In Adam, he shares scenes with Frankie Faison, best known for playing Commissioner Burrell in The Wire. Was he a fan of David Simon’s celebrated show? “It is, for me, hands down, the best television series ever made – there’s no competition. I’ve still got three episodes left of the fifth season – don’t say a damn thing! It can’t be spoiled! We’ve been watching them at home pretty much back to back like so many other people.”

He was thrilled when he realised he’d be acting with Faison. “I tried to contain my excitement so I could retain some scrap of dignity, but actually I overdid it because I never, in the course of the shoot, said to Frankie, ‘look, I worship that show’. And a few months later, I told him that I really loved The Wire, and he was, like, ‘why didn’t you tell me, man?’ Fortunately I’m still in touch with him so one day I’ll sit him down and totally pick his brains about it.”

Dancy’s next project, The Art of Deception, will see him playing Dutch forger Han Van Meegeren, whose fake Vermeers fooled the Nazis and led to his subsequent post-war trial for treason.

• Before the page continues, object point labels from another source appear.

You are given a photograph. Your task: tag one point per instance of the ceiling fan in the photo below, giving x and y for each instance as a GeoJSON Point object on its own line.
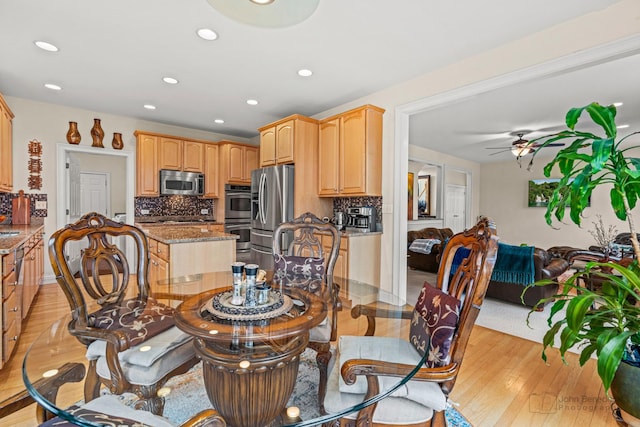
{"type": "Point", "coordinates": [521, 147]}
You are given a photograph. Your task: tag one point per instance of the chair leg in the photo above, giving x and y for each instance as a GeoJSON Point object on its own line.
{"type": "Point", "coordinates": [438, 419]}
{"type": "Point", "coordinates": [323, 357]}
{"type": "Point", "coordinates": [91, 382]}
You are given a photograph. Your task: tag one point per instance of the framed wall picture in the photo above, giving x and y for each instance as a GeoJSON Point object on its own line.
{"type": "Point", "coordinates": [424, 195]}
{"type": "Point", "coordinates": [410, 196]}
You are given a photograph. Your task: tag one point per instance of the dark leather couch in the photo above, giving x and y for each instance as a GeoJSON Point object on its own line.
{"type": "Point", "coordinates": [427, 262]}
{"type": "Point", "coordinates": [546, 266]}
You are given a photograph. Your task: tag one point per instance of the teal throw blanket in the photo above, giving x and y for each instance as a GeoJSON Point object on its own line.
{"type": "Point", "coordinates": [514, 264]}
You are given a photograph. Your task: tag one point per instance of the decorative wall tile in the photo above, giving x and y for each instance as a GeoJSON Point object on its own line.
{"type": "Point", "coordinates": [173, 206]}
{"type": "Point", "coordinates": [342, 203]}
{"type": "Point", "coordinates": [6, 205]}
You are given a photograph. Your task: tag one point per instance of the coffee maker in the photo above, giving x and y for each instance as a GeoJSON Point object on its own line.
{"type": "Point", "coordinates": [339, 219]}
{"type": "Point", "coordinates": [362, 218]}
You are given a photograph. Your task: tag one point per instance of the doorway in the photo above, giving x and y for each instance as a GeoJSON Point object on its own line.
{"type": "Point", "coordinates": [72, 160]}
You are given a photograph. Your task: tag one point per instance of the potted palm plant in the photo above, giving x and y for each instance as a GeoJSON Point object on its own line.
{"type": "Point", "coordinates": [603, 319]}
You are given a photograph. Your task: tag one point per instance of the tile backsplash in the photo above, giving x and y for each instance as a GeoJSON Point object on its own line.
{"type": "Point", "coordinates": [173, 206]}
{"type": "Point", "coordinates": [342, 203]}
{"type": "Point", "coordinates": [6, 205]}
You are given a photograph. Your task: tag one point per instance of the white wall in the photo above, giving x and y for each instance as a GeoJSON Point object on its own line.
{"type": "Point", "coordinates": [620, 21]}
{"type": "Point", "coordinates": [505, 200]}
{"type": "Point", "coordinates": [49, 123]}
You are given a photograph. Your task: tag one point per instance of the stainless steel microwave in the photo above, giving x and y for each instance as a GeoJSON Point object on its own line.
{"type": "Point", "coordinates": [181, 183]}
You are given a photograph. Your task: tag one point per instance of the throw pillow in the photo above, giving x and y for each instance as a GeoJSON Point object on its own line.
{"type": "Point", "coordinates": [435, 319]}
{"type": "Point", "coordinates": [138, 319]}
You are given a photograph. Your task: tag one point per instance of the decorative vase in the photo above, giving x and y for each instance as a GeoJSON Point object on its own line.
{"type": "Point", "coordinates": [117, 141]}
{"type": "Point", "coordinates": [73, 136]}
{"type": "Point", "coordinates": [624, 390]}
{"type": "Point", "coordinates": [97, 134]}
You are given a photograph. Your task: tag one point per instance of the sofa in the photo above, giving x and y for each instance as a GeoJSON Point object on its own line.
{"type": "Point", "coordinates": [427, 261]}
{"type": "Point", "coordinates": [545, 266]}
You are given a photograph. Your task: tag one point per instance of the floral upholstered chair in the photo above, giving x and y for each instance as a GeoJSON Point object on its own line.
{"type": "Point", "coordinates": [440, 325]}
{"type": "Point", "coordinates": [299, 260]}
{"type": "Point", "coordinates": [114, 315]}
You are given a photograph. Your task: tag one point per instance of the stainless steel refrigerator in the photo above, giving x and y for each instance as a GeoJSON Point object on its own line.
{"type": "Point", "coordinates": [271, 205]}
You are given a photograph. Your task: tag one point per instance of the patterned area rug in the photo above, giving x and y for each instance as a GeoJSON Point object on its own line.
{"type": "Point", "coordinates": [188, 395]}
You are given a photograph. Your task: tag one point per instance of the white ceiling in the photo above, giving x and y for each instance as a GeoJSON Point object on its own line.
{"type": "Point", "coordinates": [113, 55]}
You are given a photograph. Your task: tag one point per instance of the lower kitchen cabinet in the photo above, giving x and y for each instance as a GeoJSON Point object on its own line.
{"type": "Point", "coordinates": [18, 293]}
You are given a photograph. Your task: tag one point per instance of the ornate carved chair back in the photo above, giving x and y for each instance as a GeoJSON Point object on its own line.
{"type": "Point", "coordinates": [464, 273]}
{"type": "Point", "coordinates": [104, 270]}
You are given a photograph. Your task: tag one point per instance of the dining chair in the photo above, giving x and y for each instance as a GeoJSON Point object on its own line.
{"type": "Point", "coordinates": [104, 410]}
{"type": "Point", "coordinates": [300, 260]}
{"type": "Point", "coordinates": [132, 342]}
{"type": "Point", "coordinates": [439, 327]}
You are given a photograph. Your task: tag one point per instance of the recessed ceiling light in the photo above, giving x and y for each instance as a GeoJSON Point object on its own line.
{"type": "Point", "coordinates": [52, 86]}
{"type": "Point", "coordinates": [46, 46]}
{"type": "Point", "coordinates": [207, 34]}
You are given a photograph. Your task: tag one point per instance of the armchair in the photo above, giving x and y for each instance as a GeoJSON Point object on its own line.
{"type": "Point", "coordinates": [109, 409]}
{"type": "Point", "coordinates": [304, 260]}
{"type": "Point", "coordinates": [440, 326]}
{"type": "Point", "coordinates": [114, 315]}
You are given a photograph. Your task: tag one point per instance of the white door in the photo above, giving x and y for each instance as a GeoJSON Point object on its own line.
{"type": "Point", "coordinates": [73, 211]}
{"type": "Point", "coordinates": [94, 193]}
{"type": "Point", "coordinates": [455, 207]}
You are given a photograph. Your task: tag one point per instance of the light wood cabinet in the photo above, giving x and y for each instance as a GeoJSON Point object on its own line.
{"type": "Point", "coordinates": [350, 153]}
{"type": "Point", "coordinates": [157, 151]}
{"type": "Point", "coordinates": [6, 141]}
{"type": "Point", "coordinates": [294, 139]}
{"type": "Point", "coordinates": [211, 171]}
{"type": "Point", "coordinates": [278, 140]}
{"type": "Point", "coordinates": [17, 295]}
{"type": "Point", "coordinates": [237, 161]}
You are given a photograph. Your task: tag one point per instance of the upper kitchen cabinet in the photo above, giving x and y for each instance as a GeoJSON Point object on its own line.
{"type": "Point", "coordinates": [236, 162]}
{"type": "Point", "coordinates": [157, 151]}
{"type": "Point", "coordinates": [278, 140]}
{"type": "Point", "coordinates": [211, 171]}
{"type": "Point", "coordinates": [6, 155]}
{"type": "Point", "coordinates": [350, 153]}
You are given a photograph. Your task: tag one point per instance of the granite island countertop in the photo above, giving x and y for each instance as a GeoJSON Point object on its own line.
{"type": "Point", "coordinates": [24, 232]}
{"type": "Point", "coordinates": [165, 233]}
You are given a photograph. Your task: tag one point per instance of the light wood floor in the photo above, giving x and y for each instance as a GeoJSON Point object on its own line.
{"type": "Point", "coordinates": [503, 381]}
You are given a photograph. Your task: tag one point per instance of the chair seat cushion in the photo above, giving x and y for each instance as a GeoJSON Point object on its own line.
{"type": "Point", "coordinates": [109, 411]}
{"type": "Point", "coordinates": [392, 350]}
{"type": "Point", "coordinates": [434, 322]}
{"type": "Point", "coordinates": [175, 356]}
{"type": "Point", "coordinates": [138, 319]}
{"type": "Point", "coordinates": [145, 354]}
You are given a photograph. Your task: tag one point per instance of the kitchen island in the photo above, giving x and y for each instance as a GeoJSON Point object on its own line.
{"type": "Point", "coordinates": [178, 250]}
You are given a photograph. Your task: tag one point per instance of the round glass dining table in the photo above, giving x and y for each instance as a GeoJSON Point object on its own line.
{"type": "Point", "coordinates": [245, 352]}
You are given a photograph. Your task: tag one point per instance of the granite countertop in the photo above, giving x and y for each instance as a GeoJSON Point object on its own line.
{"type": "Point", "coordinates": [9, 242]}
{"type": "Point", "coordinates": [183, 234]}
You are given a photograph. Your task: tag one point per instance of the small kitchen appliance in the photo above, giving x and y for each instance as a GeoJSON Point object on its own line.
{"type": "Point", "coordinates": [339, 219]}
{"type": "Point", "coordinates": [362, 218]}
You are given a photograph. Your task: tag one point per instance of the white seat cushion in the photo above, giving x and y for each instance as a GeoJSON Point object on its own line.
{"type": "Point", "coordinates": [110, 405]}
{"type": "Point", "coordinates": [392, 350]}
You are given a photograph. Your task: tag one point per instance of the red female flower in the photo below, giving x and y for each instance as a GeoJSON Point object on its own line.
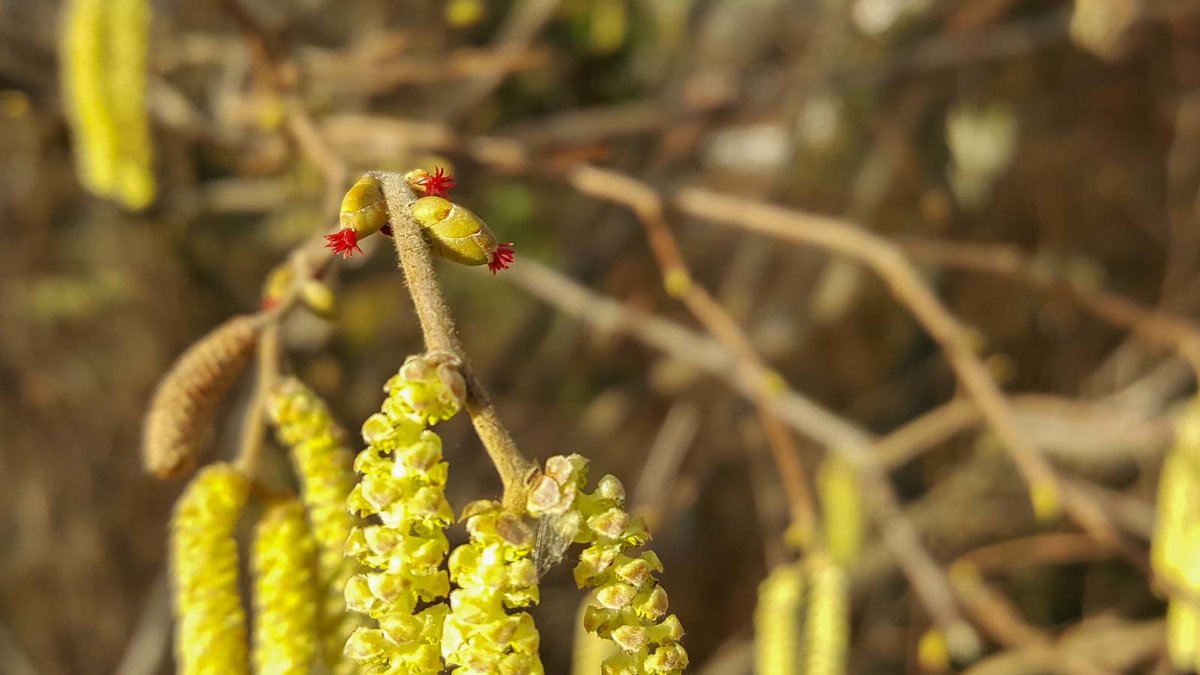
{"type": "Point", "coordinates": [436, 184]}
{"type": "Point", "coordinates": [343, 243]}
{"type": "Point", "coordinates": [501, 257]}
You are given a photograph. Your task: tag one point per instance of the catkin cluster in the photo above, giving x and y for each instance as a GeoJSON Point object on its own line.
{"type": "Point", "coordinates": [210, 627]}
{"type": "Point", "coordinates": [105, 78]}
{"type": "Point", "coordinates": [323, 464]}
{"type": "Point", "coordinates": [402, 490]}
{"type": "Point", "coordinates": [285, 592]}
{"type": "Point", "coordinates": [631, 607]}
{"type": "Point", "coordinates": [493, 572]}
{"type": "Point", "coordinates": [1175, 547]}
{"type": "Point", "coordinates": [802, 621]}
{"type": "Point", "coordinates": [777, 621]}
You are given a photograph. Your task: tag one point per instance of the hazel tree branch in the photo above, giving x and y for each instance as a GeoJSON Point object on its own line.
{"type": "Point", "coordinates": [438, 328]}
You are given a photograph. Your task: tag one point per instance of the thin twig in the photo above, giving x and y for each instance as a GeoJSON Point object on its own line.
{"type": "Point", "coordinates": [1156, 326]}
{"type": "Point", "coordinates": [647, 204]}
{"type": "Point", "coordinates": [807, 417]}
{"type": "Point", "coordinates": [898, 273]}
{"type": "Point", "coordinates": [438, 327]}
{"type": "Point", "coordinates": [253, 429]}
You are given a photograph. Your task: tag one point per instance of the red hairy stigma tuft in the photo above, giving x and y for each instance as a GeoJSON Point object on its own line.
{"type": "Point", "coordinates": [436, 184]}
{"type": "Point", "coordinates": [501, 257]}
{"type": "Point", "coordinates": [343, 243]}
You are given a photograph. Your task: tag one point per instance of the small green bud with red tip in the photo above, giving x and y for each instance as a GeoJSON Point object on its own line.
{"type": "Point", "coordinates": [457, 234]}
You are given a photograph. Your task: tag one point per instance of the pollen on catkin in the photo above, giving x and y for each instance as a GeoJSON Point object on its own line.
{"type": "Point", "coordinates": [323, 461]}
{"type": "Point", "coordinates": [402, 490]}
{"type": "Point", "coordinates": [495, 573]}
{"type": "Point", "coordinates": [286, 596]}
{"type": "Point", "coordinates": [210, 622]}
{"type": "Point", "coordinates": [631, 607]}
{"type": "Point", "coordinates": [1175, 545]}
{"type": "Point", "coordinates": [777, 621]}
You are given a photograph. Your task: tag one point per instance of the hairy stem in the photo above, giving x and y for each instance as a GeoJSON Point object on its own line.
{"type": "Point", "coordinates": [438, 328]}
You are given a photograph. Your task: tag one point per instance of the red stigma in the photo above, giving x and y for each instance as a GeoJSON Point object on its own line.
{"type": "Point", "coordinates": [436, 184]}
{"type": "Point", "coordinates": [343, 243]}
{"type": "Point", "coordinates": [501, 257]}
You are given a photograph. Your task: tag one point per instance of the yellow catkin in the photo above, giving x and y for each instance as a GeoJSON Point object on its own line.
{"type": "Point", "coordinates": [630, 604]}
{"type": "Point", "coordinates": [1175, 545]}
{"type": "Point", "coordinates": [827, 622]}
{"type": "Point", "coordinates": [841, 507]}
{"type": "Point", "coordinates": [588, 650]}
{"type": "Point", "coordinates": [87, 100]}
{"type": "Point", "coordinates": [323, 463]}
{"type": "Point", "coordinates": [777, 621]}
{"type": "Point", "coordinates": [402, 491]}
{"type": "Point", "coordinates": [105, 48]}
{"type": "Point", "coordinates": [286, 593]}
{"type": "Point", "coordinates": [127, 28]}
{"type": "Point", "coordinates": [210, 622]}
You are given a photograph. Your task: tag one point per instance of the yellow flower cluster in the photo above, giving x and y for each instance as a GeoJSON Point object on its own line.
{"type": "Point", "coordinates": [777, 621]}
{"type": "Point", "coordinates": [633, 605]}
{"type": "Point", "coordinates": [323, 463]}
{"type": "Point", "coordinates": [285, 592]}
{"type": "Point", "coordinates": [210, 623]}
{"type": "Point", "coordinates": [105, 73]}
{"type": "Point", "coordinates": [827, 625]}
{"type": "Point", "coordinates": [402, 487]}
{"type": "Point", "coordinates": [1175, 547]}
{"type": "Point", "coordinates": [493, 572]}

It’s not an immediately sympathetic role, but Dancy relishes a challenge. “In Adam, there was a challenge about taking on the character, and I realised the best place to be is one where you’re slightly terrified. In fact, just before I did EveningI rang my dad and said ‘There’s a lot of really good actors who I look up to, and a character I feel is great, and I really don’t want to mess it up’ and he said ‘But isn’t that exactly where you want to be?’ And it is.”